Detection sites in fiber-optic detection elements can be found in their optical claddings, as in evanescent-wave sensors, or at distal ends of fibers in contact with their optical cores, as in reflection sensors (see Figure 1a). HCPCFs can employ their air cores for detection. FO sensors with detection sites in the core or cladding can be called intrinsic FO sensors. There are also extrinsic FO sensors in which optical fibers are used for guiding light to and from detection sites.

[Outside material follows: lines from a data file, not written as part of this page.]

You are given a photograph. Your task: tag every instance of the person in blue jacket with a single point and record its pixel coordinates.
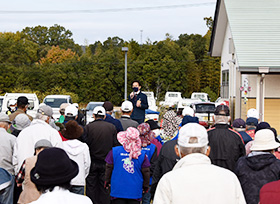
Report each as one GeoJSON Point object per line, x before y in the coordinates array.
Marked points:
{"type": "Point", "coordinates": [146, 136]}
{"type": "Point", "coordinates": [127, 169]}
{"type": "Point", "coordinates": [139, 101]}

2. Fiber-Optic Nanotip Sensors
Optical, chemical nanosensors and nanobiosensors based on fiber-optic (FO) nanotips can provide with reliable methods for monitoring chemicals in microscopic samples and detecting chemicals within single cells
[33]. FO nanotip sensors offer significant improvements over methods of cellular analysis, such as direct loading of cells with fluorescent indicators. These nanosensors exhibit several useful characteristics for cellular analysis. They are biocompatible and can protect the intracellular environment from the effects of dyes injected during direct loading. Their nanometer sizes minimize physical perturbation of the cell, and their small size can provide a fast response time for the sensor. Opto-chemical transducers are immobilized on nanosensor surfaces and do not suffer from diffusion in the cell. The first papers on FO nanotips and nanotip sensors were published around 1990
[34][35][36]. Papers on the development of such sensors can be found approximately until 2010. Since then, the number of articles has decreased. This decrease may be related to the broad use of luminescence nanoparticles (probes embedded in localized environment, PEBBLEs)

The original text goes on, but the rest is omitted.